AUSTRALIAN PROFESSIONAL STANDARDS FOR TEACHERS
Standard 1: Know students and how they learn
This discussion describes how students from different social class backgrounds might have different strengths and needs in the education context. These differences must be considered in order to appropriately support student participation.
Standard 7: Engage professionally with colleagues, parents/carers and the community
This chapter points to how social class might mediate parents’ and carers’ involvements in their children's education and calls for sensitive and strategic responses from teachers.
We were upper middle class. Because of Dad's income we were reasonably comfortable and probably a bit higher than the average. We got to go to private Catholic schools as kids and then I was sent to a private girls’ school in the city, because we lived in the country, and then university. So we were probably upper middle class.

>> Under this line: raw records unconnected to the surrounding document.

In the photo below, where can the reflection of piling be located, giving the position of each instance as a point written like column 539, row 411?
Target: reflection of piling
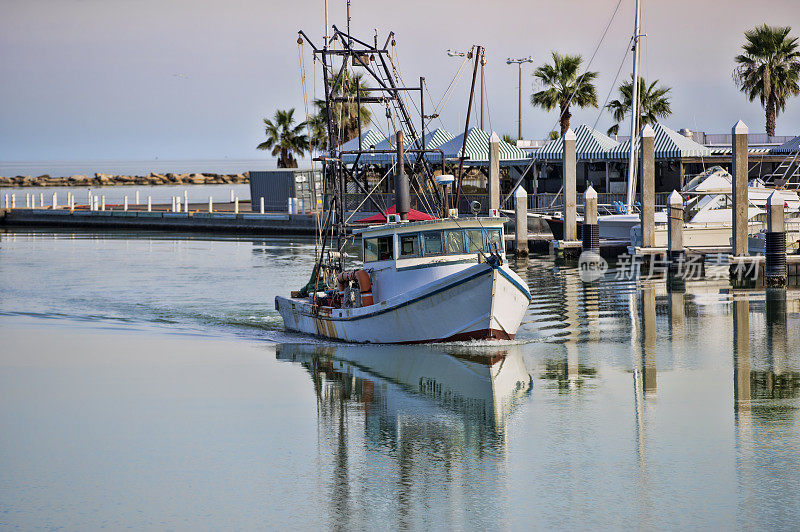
column 591, row 234
column 649, row 382
column 741, row 354
column 494, row 172
column 676, row 255
column 648, row 173
column 775, row 273
column 521, row 212
column 740, row 189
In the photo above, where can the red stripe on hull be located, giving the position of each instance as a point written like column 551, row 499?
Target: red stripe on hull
column 482, row 334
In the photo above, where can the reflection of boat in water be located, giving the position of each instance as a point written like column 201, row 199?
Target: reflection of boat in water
column 482, row 387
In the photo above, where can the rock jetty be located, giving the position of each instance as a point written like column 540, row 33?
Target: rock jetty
column 108, row 180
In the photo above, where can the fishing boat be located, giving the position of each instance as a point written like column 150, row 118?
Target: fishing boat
column 443, row 279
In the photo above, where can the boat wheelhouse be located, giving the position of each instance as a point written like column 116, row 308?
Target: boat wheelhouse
column 428, row 281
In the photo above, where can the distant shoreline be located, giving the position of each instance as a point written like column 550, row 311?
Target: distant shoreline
column 152, row 179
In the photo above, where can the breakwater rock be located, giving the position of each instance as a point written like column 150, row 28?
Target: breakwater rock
column 108, row 180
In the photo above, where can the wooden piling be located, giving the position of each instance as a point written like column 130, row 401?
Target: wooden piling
column 648, row 173
column 569, row 186
column 675, row 251
column 521, row 212
column 775, row 273
column 494, row 172
column 591, row 234
column 740, row 189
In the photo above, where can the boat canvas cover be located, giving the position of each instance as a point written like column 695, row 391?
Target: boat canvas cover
column 413, row 215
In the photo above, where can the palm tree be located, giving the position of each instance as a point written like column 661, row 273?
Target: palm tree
column 564, row 86
column 654, row 104
column 344, row 115
column 769, row 69
column 284, row 138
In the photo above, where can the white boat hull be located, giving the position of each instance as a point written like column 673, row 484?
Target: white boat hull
column 479, row 302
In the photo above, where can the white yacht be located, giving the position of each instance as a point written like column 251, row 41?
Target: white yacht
column 428, row 281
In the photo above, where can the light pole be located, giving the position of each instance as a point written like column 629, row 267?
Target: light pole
column 453, row 53
column 519, row 62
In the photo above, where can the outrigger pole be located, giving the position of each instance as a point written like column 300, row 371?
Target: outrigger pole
column 336, row 174
column 478, row 54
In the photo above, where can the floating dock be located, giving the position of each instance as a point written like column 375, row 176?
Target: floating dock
column 224, row 219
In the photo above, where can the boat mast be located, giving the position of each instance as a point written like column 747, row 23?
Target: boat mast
column 633, row 157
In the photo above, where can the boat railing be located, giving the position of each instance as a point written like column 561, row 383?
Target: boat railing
column 607, row 202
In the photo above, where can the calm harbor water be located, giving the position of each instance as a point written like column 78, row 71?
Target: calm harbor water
column 146, row 381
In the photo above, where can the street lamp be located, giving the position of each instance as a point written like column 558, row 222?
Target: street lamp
column 453, row 53
column 519, row 62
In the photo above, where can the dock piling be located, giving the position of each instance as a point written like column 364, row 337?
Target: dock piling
column 521, row 212
column 675, row 252
column 648, row 173
column 569, row 185
column 775, row 273
column 740, row 188
column 494, row 174
column 591, row 233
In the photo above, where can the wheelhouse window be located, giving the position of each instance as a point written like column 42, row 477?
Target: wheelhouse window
column 454, row 241
column 409, row 245
column 474, row 240
column 432, row 243
column 379, row 248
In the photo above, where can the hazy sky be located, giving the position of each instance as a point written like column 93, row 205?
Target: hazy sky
column 139, row 79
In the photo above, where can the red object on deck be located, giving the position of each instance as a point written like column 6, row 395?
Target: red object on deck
column 413, row 216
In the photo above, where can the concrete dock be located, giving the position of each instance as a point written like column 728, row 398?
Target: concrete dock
column 222, row 220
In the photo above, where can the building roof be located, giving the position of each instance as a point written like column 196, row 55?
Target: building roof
column 669, row 144
column 790, row 146
column 591, row 144
column 477, row 148
column 433, row 139
column 368, row 138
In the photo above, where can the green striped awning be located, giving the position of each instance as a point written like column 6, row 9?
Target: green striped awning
column 591, row 144
column 368, row 138
column 477, row 148
column 788, row 147
column 432, row 140
column 669, row 145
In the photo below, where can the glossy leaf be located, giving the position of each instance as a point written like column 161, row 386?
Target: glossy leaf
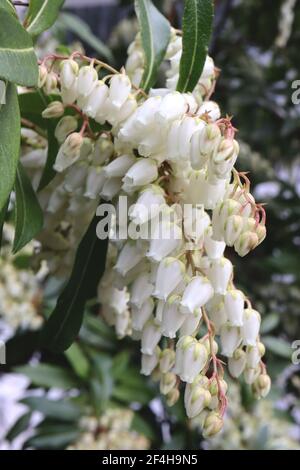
column 28, row 213
column 197, row 28
column 41, row 15
column 9, row 141
column 18, row 62
column 64, row 324
column 155, row 35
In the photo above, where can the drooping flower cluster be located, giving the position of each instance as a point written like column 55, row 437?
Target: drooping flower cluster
column 167, row 282
column 112, row 431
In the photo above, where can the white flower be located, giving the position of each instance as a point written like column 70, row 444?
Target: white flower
column 129, row 257
column 219, row 274
column 234, row 306
column 191, row 358
column 141, row 289
column 150, row 361
column 172, row 317
column 96, row 99
column 65, row 126
column 148, row 204
column 94, row 182
column 196, row 398
column 230, row 339
column 237, row 363
column 69, row 152
column 196, row 294
column 251, row 324
column 140, row 315
column 68, row 73
column 169, row 275
column 214, row 249
column 167, row 238
column 119, row 89
column 167, row 360
column 172, row 107
column 119, row 166
column 143, row 172
column 87, row 79
column 150, row 337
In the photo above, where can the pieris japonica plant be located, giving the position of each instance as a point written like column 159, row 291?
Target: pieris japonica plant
column 171, row 154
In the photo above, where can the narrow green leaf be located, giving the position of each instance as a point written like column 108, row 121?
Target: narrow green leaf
column 278, row 346
column 8, row 6
column 60, row 410
column 155, row 34
column 20, row 426
column 28, row 213
column 197, row 28
column 53, row 147
column 10, row 130
column 18, row 62
column 73, row 23
column 64, row 324
column 41, row 15
column 46, row 375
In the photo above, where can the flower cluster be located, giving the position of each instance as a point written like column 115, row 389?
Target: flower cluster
column 112, row 431
column 169, row 285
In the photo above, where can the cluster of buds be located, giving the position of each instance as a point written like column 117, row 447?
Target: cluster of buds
column 111, row 431
column 167, row 283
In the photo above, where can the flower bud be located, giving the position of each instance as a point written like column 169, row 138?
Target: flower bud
column 246, row 242
column 219, row 274
column 150, row 361
column 68, row 73
column 167, row 383
column 65, row 126
column 87, row 79
column 172, row 317
column 250, row 328
column 230, row 339
column 69, row 152
column 54, row 109
column 150, row 337
column 234, row 306
column 191, row 358
column 167, row 360
column 169, row 275
column 212, row 425
column 261, row 386
column 196, row 294
column 173, row 396
column 43, row 72
column 237, row 363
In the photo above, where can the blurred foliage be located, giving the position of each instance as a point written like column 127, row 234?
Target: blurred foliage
column 98, row 371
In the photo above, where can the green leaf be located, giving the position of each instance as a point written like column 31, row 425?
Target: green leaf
column 278, row 346
column 64, row 324
column 28, row 213
column 41, row 15
column 73, row 23
column 18, row 62
column 53, row 147
column 60, row 410
column 20, row 426
column 155, row 34
column 10, row 130
column 78, row 360
column 46, row 375
column 197, row 28
column 59, row 438
column 8, row 6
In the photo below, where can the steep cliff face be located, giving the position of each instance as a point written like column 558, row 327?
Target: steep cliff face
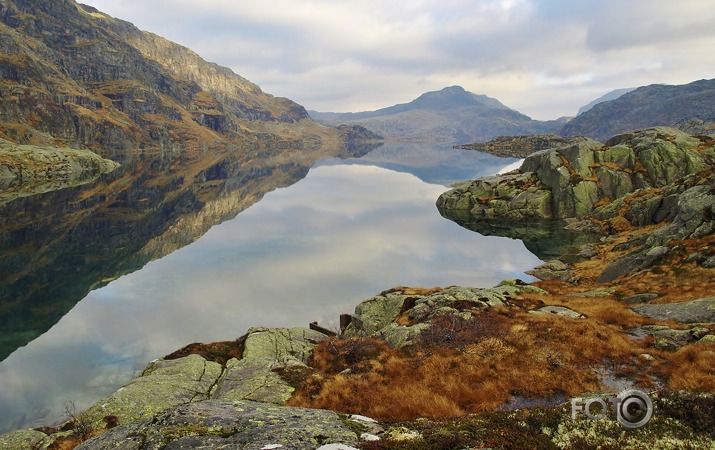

(Peta, a middle-class mother)Introduction
The preceding interview excerpt shows how closely schooling is tied to social class. Here, the interviewee links her middle-class status to the privilege of private schooling and tertiary education, along with her father's income. Interestingly, while Peta was asked to discuss her class history, she was not specifically questioned about her schooling history at this point – this is an inference that the interviewee, as well as many others who participated in a study of mothering practices, made independently. This chapter reiterates and unpacks this connection in a description and appropriation of Pierre Bourdieu's sociology of education. While many of us may recognise, as Peta did, a connection between social class and schooling, Bourdieu's abstractions allow both researchers and teachers to better understand, articulate and respond to the complexities of this association. Beginning with an outline of some of the ways in which Bourdieu has been taken up within contemporary education research, this chapter highlights the strengths of Bourdieu's theory of social practice. Making use of his concepts, as well as the approaches of Annette Lareau, Diane Reay, Gill Crozier and David James, this chapter explores the classed dimensions of school choice in an analysis of mothers’ orientations to ‘private’ and ‘public’ schooling. In doing so, it argues against ‘the end of class’ thesis, the now popular notion that class is irrelevant for understanding contemporary experience.